The prior work on 2T-physics during 1998-2004 extended the initial concepts in several directions, including spinning particles, supersymmetry, and interactions of particles with background fields (electromagnetism, gravity, and all higher spin fields). Covariant quantization of 2T systems led to field theoretic equations of motion but without an action principle, and a non-commutative approach was developed for 2T-field theory in phase space. There was also some limited work on the world-sheet or world volume level for the 2T-physics formulation of strings and branes. Some hidden 10+2 or 11+2 structures in supergravity and M-theory, in the AdS5 x S5 and other compactifications, were also identified and explained as features of 2T-physics.

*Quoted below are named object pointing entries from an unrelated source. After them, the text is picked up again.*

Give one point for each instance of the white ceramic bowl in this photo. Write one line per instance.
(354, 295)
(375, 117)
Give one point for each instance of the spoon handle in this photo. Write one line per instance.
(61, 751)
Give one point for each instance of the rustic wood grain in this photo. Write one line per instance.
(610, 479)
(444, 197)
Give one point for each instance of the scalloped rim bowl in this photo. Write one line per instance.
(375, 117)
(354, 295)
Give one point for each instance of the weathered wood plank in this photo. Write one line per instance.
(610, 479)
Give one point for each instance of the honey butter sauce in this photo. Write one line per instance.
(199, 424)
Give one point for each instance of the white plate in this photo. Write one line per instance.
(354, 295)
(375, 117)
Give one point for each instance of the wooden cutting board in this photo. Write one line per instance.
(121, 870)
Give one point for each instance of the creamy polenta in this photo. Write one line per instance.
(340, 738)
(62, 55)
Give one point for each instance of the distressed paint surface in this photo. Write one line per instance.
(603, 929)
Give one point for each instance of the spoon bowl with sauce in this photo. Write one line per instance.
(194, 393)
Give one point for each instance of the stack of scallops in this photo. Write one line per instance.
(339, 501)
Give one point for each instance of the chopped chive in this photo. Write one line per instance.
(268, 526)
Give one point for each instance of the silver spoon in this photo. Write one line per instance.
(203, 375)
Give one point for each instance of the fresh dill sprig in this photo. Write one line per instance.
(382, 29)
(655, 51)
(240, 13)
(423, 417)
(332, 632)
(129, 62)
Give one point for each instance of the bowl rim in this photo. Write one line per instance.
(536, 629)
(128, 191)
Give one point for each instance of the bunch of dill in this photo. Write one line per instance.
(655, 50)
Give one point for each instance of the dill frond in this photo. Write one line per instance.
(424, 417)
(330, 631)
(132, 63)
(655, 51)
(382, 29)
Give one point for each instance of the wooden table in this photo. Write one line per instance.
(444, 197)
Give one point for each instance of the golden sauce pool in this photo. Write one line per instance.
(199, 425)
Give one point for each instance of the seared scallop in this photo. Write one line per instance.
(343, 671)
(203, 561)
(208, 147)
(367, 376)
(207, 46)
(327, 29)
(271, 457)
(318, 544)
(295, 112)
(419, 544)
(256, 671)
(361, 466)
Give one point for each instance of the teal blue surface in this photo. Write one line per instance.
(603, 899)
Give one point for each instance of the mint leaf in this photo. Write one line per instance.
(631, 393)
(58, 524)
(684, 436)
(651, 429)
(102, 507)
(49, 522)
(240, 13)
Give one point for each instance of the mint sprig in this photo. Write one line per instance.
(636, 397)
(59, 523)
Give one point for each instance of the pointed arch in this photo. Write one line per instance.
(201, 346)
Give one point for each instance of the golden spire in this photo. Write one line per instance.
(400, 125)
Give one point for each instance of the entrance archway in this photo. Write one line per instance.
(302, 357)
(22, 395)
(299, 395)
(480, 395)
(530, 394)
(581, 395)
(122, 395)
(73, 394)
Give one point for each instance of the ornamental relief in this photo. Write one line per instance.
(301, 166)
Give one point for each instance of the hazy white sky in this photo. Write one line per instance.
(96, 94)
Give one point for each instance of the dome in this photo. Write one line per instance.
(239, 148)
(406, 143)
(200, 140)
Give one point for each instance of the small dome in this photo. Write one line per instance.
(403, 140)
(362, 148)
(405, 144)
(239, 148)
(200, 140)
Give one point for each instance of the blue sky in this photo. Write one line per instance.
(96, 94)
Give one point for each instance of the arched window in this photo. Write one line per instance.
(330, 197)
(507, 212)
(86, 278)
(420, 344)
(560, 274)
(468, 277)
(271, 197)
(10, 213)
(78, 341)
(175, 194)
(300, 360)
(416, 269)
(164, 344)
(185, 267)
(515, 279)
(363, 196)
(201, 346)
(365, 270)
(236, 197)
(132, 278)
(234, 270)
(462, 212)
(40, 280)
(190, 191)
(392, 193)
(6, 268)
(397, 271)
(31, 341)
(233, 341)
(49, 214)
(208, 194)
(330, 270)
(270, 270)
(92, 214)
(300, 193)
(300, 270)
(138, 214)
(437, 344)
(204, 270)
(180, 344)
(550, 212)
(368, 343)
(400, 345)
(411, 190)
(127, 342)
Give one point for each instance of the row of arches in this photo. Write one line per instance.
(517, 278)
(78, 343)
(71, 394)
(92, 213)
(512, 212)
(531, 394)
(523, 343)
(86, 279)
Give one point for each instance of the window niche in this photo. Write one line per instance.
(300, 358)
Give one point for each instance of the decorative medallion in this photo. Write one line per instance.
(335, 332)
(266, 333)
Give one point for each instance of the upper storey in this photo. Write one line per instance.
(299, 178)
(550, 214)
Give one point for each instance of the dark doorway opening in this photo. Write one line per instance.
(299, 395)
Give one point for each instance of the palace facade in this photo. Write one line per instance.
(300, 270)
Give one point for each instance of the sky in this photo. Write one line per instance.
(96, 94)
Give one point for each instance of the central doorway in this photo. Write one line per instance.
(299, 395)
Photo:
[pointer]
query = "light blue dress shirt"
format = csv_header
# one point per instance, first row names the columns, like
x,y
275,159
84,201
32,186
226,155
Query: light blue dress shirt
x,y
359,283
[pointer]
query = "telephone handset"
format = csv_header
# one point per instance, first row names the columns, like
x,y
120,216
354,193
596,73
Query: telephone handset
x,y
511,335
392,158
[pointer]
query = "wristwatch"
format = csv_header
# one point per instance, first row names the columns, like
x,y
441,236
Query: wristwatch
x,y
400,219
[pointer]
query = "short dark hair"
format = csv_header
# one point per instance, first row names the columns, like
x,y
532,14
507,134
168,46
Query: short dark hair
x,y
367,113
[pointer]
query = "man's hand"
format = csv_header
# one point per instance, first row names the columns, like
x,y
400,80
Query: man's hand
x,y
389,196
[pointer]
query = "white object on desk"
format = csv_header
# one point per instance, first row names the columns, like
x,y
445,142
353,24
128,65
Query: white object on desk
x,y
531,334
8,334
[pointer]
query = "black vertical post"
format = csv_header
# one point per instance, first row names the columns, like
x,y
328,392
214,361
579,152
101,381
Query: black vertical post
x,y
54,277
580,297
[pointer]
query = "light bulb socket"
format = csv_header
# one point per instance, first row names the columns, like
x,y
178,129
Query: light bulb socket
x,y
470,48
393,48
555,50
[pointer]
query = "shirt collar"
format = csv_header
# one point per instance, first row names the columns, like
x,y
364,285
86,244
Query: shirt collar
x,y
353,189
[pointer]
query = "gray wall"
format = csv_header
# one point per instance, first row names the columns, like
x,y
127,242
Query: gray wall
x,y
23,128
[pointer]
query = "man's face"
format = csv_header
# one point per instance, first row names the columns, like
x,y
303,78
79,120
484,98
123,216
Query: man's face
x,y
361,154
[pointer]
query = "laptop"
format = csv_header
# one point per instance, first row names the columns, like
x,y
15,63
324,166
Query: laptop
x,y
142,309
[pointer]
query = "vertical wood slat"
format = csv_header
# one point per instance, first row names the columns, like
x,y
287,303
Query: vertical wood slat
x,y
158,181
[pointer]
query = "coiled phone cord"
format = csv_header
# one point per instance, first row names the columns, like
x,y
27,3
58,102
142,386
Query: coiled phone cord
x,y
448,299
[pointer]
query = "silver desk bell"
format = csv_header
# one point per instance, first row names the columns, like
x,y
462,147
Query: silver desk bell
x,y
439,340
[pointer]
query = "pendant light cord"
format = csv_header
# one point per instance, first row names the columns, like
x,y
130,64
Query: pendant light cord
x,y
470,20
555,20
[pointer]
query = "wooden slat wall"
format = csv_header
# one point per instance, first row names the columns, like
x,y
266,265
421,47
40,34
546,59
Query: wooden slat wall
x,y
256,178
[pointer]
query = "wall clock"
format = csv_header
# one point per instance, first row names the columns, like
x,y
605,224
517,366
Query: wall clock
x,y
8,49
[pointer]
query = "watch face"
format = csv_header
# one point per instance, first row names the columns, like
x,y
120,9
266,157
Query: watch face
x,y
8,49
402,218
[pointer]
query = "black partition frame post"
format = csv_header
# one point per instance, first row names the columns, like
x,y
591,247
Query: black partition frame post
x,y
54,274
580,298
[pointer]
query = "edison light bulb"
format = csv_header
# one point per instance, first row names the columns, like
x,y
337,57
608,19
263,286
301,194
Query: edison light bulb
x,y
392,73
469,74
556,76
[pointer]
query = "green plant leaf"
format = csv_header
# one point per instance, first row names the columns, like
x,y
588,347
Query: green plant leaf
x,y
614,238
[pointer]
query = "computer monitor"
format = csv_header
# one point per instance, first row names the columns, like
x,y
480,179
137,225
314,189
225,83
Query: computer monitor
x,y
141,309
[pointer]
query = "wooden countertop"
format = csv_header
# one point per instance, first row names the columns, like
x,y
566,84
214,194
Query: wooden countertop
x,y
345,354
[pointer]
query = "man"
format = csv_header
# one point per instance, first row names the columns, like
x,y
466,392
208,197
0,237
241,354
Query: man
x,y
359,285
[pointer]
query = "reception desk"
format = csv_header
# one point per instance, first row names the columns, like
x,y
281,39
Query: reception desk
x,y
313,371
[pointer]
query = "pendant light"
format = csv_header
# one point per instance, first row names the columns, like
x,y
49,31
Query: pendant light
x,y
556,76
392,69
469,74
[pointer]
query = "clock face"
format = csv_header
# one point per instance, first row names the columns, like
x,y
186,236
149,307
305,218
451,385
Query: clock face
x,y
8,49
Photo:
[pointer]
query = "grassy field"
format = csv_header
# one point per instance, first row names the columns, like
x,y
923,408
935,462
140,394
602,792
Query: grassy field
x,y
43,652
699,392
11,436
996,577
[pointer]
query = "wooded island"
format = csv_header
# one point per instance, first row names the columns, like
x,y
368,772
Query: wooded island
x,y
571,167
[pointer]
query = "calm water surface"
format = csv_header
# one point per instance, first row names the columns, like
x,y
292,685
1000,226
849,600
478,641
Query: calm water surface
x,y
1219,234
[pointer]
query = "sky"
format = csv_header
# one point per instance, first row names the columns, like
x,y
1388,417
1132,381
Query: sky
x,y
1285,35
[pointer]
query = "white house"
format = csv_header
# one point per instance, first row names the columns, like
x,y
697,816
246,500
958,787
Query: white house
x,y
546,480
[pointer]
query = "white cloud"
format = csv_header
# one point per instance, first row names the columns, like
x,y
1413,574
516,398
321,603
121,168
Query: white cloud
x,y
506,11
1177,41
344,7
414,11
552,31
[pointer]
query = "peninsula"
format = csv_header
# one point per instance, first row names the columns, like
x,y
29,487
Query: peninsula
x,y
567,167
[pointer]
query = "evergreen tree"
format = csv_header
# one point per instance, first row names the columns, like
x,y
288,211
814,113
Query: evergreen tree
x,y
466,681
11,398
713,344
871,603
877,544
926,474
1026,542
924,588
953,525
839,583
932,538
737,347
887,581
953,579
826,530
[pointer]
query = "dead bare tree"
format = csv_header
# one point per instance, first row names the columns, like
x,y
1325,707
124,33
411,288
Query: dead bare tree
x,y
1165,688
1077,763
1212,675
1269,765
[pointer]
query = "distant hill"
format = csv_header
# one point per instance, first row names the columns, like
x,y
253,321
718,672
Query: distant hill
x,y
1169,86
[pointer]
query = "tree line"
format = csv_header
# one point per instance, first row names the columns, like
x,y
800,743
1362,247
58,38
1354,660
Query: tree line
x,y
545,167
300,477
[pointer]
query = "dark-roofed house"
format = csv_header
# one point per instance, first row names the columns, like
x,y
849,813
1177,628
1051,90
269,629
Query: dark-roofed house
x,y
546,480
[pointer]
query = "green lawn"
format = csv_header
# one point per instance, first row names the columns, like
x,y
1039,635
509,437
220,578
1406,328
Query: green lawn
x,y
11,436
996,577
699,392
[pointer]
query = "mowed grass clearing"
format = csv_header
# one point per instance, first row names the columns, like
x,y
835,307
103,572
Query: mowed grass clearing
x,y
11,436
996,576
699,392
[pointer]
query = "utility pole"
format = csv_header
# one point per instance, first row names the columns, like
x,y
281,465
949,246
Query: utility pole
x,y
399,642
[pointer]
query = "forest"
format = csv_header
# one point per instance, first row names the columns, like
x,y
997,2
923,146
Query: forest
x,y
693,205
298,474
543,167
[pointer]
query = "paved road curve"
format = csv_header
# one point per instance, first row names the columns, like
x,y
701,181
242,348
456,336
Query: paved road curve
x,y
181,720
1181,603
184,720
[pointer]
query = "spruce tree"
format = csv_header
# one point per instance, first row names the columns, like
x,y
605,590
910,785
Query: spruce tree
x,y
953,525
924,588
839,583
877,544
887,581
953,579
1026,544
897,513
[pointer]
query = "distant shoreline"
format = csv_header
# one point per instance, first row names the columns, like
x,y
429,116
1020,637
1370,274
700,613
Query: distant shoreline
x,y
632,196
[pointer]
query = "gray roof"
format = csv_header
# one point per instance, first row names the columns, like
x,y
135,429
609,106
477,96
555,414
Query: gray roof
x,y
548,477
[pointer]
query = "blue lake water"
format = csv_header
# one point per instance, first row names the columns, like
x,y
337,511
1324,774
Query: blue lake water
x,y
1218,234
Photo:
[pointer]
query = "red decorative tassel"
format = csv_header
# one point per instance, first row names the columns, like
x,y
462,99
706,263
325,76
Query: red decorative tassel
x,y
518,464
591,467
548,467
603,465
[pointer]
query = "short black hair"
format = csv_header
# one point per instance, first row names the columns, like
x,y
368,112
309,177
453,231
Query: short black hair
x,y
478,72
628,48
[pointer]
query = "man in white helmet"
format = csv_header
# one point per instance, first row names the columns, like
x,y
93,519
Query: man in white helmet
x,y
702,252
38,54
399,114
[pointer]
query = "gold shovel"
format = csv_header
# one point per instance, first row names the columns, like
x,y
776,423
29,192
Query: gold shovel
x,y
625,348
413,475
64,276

After some excursions into String Field Theory during 2001-2004 to explore non-commutative aspects, extensive research on 2T-physics resumed in 2004-2005. This was sparked by the twistor superstring and its relation to the twistor gauge of 2T-physics. New unifying roles for twistors were discovered and a new approach to spinning particles led to a new hidden SU(2,3) duality symmetry that includes conformal symmetry SU(2,2).


These older results, along with the more recent field theory successes mentioned above, have established that 2T-physics is a structure that correctly describes, at least in principle, all the physics we have understood up to now. But 2T-physics emerged also as a unification scheme that suggests the existence of new relationships and new phenomena that are not even hinted by 1T-physics and which remain so far largely unexplored both theoretically and experimentally.


This 2T-physics point of view provides new mathematical tools and new insights for understanding our universe. It also suggests a new paradigm for the construction of a fundamental theory that is likely to impact on the quest for unification.

For systems that are already understood, 2T-physics tells us that the description of dynamics via the usual 1T-formalism should be interpreted as emergent dynamics that holographically represents an image of a deeper higher dimensional structure in one extra space and one extra time. A lot more work awaits to be done in this direction to reveal the hidden dimensions in various 1T systems, including in the field theory formalism. Ultimately we expect 2T-physics to be useful not only for insights into the deeper structures, but also as a calculational tool that takes advantage of the dualities and hidden symmetries in 1T-physics field theory.

For systems that are not yet understood or even constructed, such as M-theory, 2T-physics points to a possible approach for a more symmetric and more revealing formulation in 11+2 dimensions that can lead to deeper insights, including a better understanding of space and time. The 2T approach could be one of the possible avenues to construct the most symmetric version of the fundamental theory.